Hormis cet avantage, WordPress en présente d'autres qui ont plu aux initiaiteurs du projet : l'hébergement gratuit, la pérennité des données, le caractère public ou privé du site, le dépôt de fichiers dans une bibliothèque de médias, l'adaptabilité aux goûts et besoins grâve à la présence de nombreux thèmes.

Passé l'étape du choix, place à celle de la mise en route subdivisée en deux : l'ouverture d'un compte d'abord, la création et à la configuration du site ensuite. Les étudiants ont eu besoin d'être encadrés au départ, mais se sont vite familiarisés avec ce nouvel outil. Un tutoriel vidéo et un guide d'utilisation téléchargeable leur donnaient toutes les informaitons techniques nécessaires, en cas de besoin.

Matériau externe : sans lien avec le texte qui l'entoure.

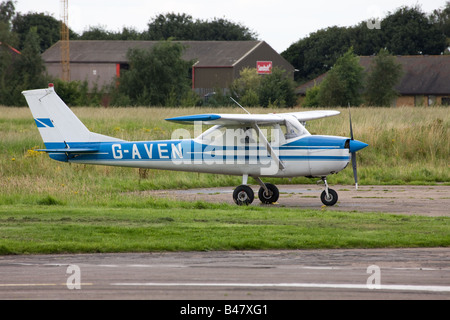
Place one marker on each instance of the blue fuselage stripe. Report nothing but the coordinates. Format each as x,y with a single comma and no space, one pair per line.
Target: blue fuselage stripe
169,150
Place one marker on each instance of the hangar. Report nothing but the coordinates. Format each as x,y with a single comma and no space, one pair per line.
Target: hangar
217,64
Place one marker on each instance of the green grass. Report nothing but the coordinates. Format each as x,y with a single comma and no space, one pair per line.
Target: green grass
199,226
53,207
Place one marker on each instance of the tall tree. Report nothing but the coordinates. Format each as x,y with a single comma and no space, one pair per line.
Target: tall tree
7,11
184,27
47,28
384,74
317,53
408,31
343,83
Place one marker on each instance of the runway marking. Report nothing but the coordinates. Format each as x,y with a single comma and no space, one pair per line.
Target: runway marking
292,285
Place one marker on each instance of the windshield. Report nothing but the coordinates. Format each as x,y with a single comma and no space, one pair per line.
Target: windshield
276,134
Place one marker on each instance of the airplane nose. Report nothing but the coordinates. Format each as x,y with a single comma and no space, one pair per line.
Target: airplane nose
356,145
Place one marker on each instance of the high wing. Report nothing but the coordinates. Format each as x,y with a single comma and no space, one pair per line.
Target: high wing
248,119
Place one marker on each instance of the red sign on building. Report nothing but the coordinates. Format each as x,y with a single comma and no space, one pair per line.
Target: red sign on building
264,67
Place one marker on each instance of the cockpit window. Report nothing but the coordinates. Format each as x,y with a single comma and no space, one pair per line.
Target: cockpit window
275,134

Un outil vite devenu indispensable

L'article est discret sur l'utilisation elle-même de ce portfolio. Pourtant, quelques mentions disséminées montrent que cet outil a connu un grand succès. Les étudiants y ont consigné toutes leurs observations personnelles en trois occasions récurrentes : les conférences avec des professionnels, les visites d'entreprises et les stages d'observations. Les réflexions nées de ces activités ont été soigneusement travaillées avant d'être rendues publiques, l'étudiant ayant bien conscience de leur impact sur son identité de futur professionnel. 

De plus, cette expérimentation de portfolio a fait des émules : les collègues de Serge-Philippe Tremblay enseignants en deuxième et troisième année ont encouragé les étudiants à continuer à l'utiliser et à l'alimenter. De cette façon, chaque étudiant disposait d'un portfolio complet en fin de troisième année, lorsqu'il a achevé ses études. 

Comme souvent, il a suffi que quelqu'un donne l'exemple d'une pratique numérique intéressante pour que les autres suivent. L'existence d'un tandem initial fut pour beaucoup dans le succès de cette expérience : un enseignant et un technopédagogue ont avancé de concert, au plus près des besoins et des possibilités des étudiants. Voici donc une bonne leçon d'expérience dont les éléments structurants méritent d'être dupliqués dans d'autres établissements !

 

Bernard Gagnon, Serge-Philippe Tremblay (2013). Le portfolio en Comptabilité et gestion : la stratégie du petit pas. Profweb, 11 février 2013.